Aku dan Seokmin berpacaran saat awal musim semi datang, Maret 2017. Selain itu, kami berdua juga sama-sama suka musim semi. Jadi, setiap musim semi datang kami selalu melakukan hal-hal yang menyenangkan --yang tidak biasa kami lakukan.

Contohnya, kami akan pergi berlibur dan hunting foto. Kami juga pergi berkuliner. Sesekali pernah ikut pergi mendaki gunung yang pada akhirnya kami sama-sama kapok karena sekujur tubuh kami pegal-pegal. Pokoknya banyak momen dan kesan yang selalu kami dapat saat musim semi. Itulah kenapa setiap kali musim semi datang aku selalu teringat pada Seokmin.

Seokmin itu pria yang tulus, bahkan mungkin sangat tulus. Dia nggak pernah marah, dia pria yang punya sikap lembut, mungkin aku saja bisa kalah lembut darinya. Tapi nggak menutup kemungkinan kalau dia juga bisa jadi pria yang menyebalkan, ya.

Pernah suatu kali saat aku dan Seokmin merayakan anniversarry kami yang kedua, kami pergi ke suatu restoran untuk makan di sana. Singkat cerita, saat makanan Seokmin datang ternyata berbeda dengan makanan yang dipesan.

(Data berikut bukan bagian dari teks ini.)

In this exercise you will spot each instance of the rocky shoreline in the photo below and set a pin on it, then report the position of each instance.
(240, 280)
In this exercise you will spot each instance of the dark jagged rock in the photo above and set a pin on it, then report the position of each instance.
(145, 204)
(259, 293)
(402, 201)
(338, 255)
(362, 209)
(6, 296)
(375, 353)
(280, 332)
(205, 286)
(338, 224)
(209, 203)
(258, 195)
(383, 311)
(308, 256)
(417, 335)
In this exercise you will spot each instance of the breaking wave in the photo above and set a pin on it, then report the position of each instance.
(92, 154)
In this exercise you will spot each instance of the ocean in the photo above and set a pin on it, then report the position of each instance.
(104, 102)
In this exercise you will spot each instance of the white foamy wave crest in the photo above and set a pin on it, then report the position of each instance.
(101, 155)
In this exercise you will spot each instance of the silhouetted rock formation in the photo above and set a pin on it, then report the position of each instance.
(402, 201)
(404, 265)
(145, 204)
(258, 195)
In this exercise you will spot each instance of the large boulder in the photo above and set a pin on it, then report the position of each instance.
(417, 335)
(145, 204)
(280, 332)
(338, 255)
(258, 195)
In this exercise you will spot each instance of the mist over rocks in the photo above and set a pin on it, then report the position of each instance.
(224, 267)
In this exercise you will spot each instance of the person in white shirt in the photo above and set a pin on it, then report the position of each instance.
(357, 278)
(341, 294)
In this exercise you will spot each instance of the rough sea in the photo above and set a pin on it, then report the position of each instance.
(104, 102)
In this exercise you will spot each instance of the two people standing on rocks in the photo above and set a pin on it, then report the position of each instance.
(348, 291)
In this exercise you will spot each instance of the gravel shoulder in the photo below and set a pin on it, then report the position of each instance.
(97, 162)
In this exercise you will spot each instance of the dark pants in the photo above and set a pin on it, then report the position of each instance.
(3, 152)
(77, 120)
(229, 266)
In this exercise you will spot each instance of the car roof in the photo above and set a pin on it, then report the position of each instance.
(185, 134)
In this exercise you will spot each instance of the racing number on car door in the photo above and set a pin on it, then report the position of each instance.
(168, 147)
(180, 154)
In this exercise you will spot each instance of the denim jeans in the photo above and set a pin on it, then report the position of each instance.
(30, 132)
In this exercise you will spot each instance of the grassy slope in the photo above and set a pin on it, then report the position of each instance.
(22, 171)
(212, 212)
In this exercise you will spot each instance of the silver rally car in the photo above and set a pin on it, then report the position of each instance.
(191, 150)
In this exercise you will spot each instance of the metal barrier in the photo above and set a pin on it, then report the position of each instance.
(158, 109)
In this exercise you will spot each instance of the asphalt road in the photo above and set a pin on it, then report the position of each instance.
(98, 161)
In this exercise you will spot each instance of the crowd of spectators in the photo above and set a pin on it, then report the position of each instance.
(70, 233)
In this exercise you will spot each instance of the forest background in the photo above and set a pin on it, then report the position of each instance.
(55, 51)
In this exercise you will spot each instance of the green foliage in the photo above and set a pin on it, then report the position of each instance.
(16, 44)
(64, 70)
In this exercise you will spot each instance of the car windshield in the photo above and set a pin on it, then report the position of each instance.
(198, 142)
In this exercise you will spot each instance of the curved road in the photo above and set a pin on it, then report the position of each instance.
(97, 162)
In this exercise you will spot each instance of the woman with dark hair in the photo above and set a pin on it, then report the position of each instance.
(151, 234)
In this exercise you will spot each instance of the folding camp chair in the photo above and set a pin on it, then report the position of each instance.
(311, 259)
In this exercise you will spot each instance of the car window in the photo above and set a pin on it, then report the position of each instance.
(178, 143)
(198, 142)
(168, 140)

Aku kesal, aku menyuruh pelayan restoran itu untuk menggantinya, tapi Seokmin malah menolak untuk makanan itu diganti. Jelas hal itu buat aku makin kesal. Tapi Seokmin malah bilang, "Udah nggak pa-pa, kasihan dia masih muda, pasti pikirannya lagi penuh sama tugas sekolah terus ditambah lagi dia juga harus kerja."

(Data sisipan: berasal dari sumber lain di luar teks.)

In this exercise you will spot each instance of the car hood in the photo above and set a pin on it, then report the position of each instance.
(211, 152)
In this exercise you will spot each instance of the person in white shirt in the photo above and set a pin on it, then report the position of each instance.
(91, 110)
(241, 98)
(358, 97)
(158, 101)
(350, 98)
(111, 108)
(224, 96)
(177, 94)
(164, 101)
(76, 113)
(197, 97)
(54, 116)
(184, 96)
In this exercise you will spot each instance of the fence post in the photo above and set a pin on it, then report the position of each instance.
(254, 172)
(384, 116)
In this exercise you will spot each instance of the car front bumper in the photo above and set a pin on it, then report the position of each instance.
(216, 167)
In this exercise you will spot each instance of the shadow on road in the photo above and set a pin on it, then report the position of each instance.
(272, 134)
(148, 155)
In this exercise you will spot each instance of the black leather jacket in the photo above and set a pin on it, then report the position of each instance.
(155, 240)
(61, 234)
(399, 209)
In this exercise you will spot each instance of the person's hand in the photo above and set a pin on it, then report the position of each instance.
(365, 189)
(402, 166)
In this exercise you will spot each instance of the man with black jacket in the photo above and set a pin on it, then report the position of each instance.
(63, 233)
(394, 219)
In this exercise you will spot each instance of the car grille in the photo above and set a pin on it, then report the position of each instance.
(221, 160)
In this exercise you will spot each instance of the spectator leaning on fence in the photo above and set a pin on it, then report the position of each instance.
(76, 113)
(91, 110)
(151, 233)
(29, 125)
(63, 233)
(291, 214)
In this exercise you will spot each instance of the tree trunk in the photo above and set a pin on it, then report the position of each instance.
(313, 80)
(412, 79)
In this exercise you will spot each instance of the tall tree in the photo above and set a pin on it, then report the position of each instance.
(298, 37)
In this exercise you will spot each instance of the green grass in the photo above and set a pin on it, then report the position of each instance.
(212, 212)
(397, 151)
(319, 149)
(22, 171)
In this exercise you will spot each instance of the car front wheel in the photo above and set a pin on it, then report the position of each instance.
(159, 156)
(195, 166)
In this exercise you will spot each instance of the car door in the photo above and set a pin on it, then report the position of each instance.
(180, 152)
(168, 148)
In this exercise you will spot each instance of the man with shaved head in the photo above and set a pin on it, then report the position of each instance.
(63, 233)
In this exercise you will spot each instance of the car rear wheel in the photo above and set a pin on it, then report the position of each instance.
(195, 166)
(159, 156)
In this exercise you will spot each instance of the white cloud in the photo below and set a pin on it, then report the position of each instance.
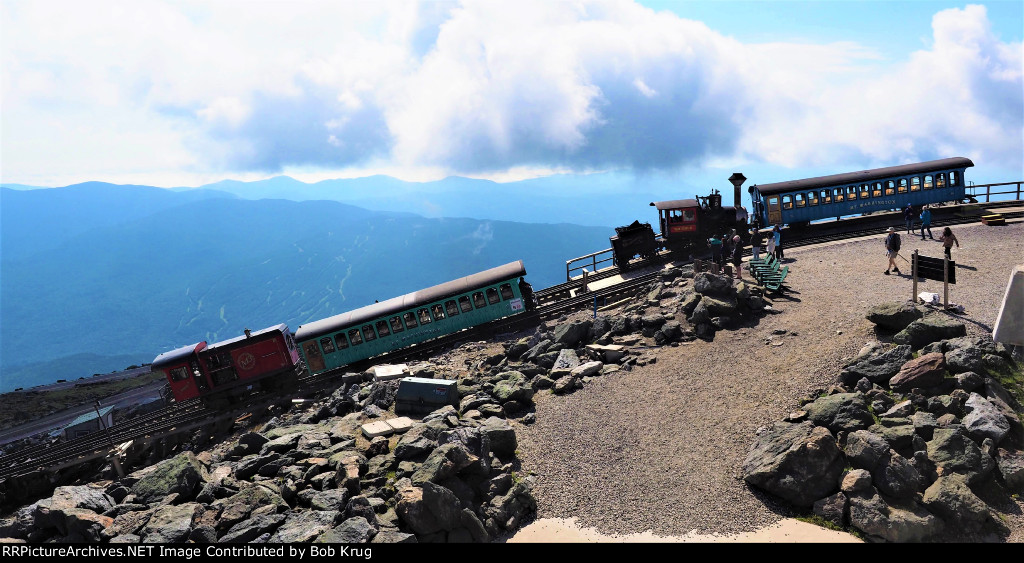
(115, 89)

Seokmin selalu lebih dulu memikirkan orang lain ketimbang memikirkan dirinya sendiri. Dia pria yang nggak pernah gagal buat aku merasa gemas, tapi juga bersyukur memilikinya.

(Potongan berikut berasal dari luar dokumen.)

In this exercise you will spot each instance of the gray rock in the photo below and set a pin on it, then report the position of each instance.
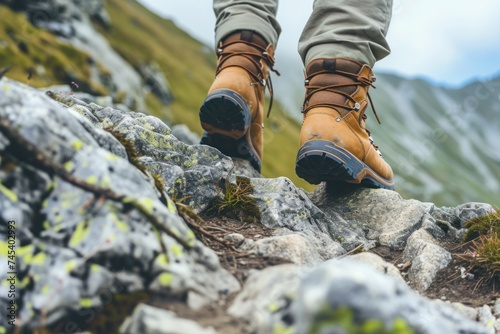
(469, 312)
(426, 257)
(295, 247)
(497, 326)
(263, 292)
(154, 79)
(190, 172)
(244, 168)
(235, 238)
(496, 308)
(377, 263)
(281, 204)
(185, 135)
(486, 318)
(342, 293)
(91, 244)
(459, 215)
(152, 320)
(376, 214)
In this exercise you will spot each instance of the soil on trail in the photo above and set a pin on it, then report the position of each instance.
(475, 290)
(448, 285)
(108, 319)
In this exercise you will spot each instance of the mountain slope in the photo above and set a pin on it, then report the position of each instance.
(439, 141)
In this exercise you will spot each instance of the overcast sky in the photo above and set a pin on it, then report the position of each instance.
(447, 41)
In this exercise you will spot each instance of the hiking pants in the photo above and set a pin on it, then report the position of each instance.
(354, 29)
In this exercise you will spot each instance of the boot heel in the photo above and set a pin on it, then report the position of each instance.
(239, 148)
(321, 160)
(226, 113)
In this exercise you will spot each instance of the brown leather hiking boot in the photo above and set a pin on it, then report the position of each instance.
(232, 113)
(334, 142)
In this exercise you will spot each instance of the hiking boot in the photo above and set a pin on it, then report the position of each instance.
(232, 113)
(334, 142)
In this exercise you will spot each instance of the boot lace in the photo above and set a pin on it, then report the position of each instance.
(259, 76)
(360, 81)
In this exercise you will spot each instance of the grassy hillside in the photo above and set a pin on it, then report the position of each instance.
(38, 58)
(141, 36)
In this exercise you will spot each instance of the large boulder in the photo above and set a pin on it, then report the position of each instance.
(88, 222)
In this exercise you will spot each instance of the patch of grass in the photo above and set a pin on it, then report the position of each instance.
(39, 58)
(484, 235)
(235, 200)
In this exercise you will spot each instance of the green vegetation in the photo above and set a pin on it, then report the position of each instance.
(236, 199)
(140, 36)
(341, 320)
(484, 235)
(39, 58)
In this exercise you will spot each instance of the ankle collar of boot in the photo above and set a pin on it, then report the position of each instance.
(245, 36)
(341, 66)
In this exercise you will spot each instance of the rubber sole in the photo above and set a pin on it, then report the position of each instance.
(225, 117)
(225, 112)
(321, 160)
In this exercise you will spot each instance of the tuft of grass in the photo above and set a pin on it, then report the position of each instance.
(235, 199)
(484, 235)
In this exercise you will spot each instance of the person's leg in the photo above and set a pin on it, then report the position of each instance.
(353, 29)
(339, 45)
(232, 113)
(256, 15)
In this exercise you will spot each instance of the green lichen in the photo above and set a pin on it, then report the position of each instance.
(483, 241)
(482, 226)
(328, 319)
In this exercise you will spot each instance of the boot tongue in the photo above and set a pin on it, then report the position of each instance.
(327, 72)
(241, 43)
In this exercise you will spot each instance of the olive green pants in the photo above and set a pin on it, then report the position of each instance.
(354, 29)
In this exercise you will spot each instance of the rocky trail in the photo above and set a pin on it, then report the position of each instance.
(121, 227)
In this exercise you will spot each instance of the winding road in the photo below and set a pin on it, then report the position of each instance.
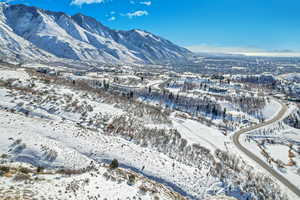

Pernah juga ketika kami sedang pergi berlibur musim semi, ada seseorang yang mungkin nggak sengaja menabrak mobil Seokmin. Orang itu keluar dari mobilnya, kupikir dia akan meminta maaf, tapi ternyata dia yang marah-marah.

Kalian tahu apa yang dilakukan Seokmin? Dia cuma diam sambil sedikit menjelaskan dengan baik pada orang itu kalau dia yang menabrak mobil Seokmin. Aku yang melihat Seokmin seperti itu jadi marah. Aku ingin memarahi orang itu tapi Seokmin justru menahanku.

Sepanjang perjalanan di mobil aku terus menyalahkan Seokmin, aku bilang Seokmin terlalu baik, harusnya Seokmin pukul saja orang itu, atau seharusnya Seokmin nggak perlu menahanku untuk memarahi orang itu.

Seokmin cuma bisa diam, tapi sambil sesekali tertawa melihatku terus mengoceh. Sampai saatnya aku diam karena capek mengoceh, lalu tangan Seokmin menggenggam tanganku dengan tangan satunya yang masih fokus menyetir, dan dia bilang, "Udah ngocehnya?"

"Maaf ya bikin kamu kesel. Aku cuma nggak mau hari kita jadi jelek cuma gara-gara orang itu."

"Aku tahu kok orang itu yang salah, cuma kalo aku ngerespon marah juga yang ada masalahnya makin besar, kan?"